Further south, the BJP is trying to break into the bipolar politics of Kerala. The party is hoping to open its account in the state having fielded Union ministers Rajiv Chandrasekhar and V. Muraleedharan. In Wayanand, a Congress bastion for over 20 years, it has fielded its state unit president K Surendran against Rahul Gandhi.

For the Opposition, Kerala is a big shining hope. Even though the Left and the Congress are competing against each other in the southern state, victory by either will add to the tally of the Opposition bloc INDIA. Kerala is one of the few states that have never sent a BJP member to parliament.

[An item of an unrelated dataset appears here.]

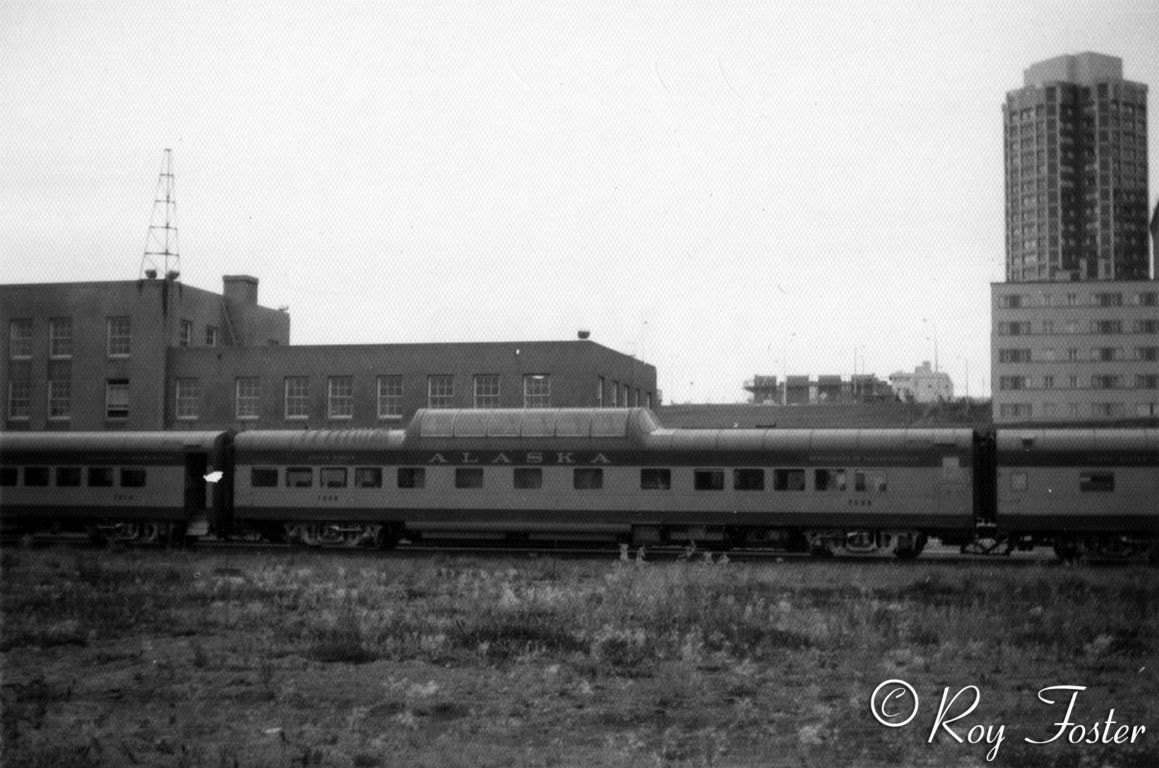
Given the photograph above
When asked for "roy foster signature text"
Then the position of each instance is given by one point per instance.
(895, 704)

With north, west and northeast India saturated, the BJP is hoping to expand in the south and east in their quest for 370 seats. The party had won 303 seats in 2019, a majority of them from the Hindi heartland and bastions new and old, including Gujarat and the northeast.

The Congress, though, has claimed it would post a much better performance compared to 2019. After the first phase of the election, their claims have got louder, especially in Rajasthan and western Uttar Pradesh. Rashtriya Janata Dal chief Tejashwi Yadav has claimed INDIA will win all five seats in Bihar.  

The election is being held amid a bitter face-off between the Congress and the BJP. The row was sparked by Prime Minister Narendra Modi's comment that the Congress, if voted to power, will redistribute the personal wealth of people among "infiltrators" and won't even spare the mangalsutras of women. The Congress has questioned if the people had to fear for their wealth and mangalsutras in 55 years of the party's rule and accused the BJP of sidestepping issues that matter.

The next phase of election is due on May 7. The counting of votes will be held on June 4 – three days after the seventh and last phase of election on June 1.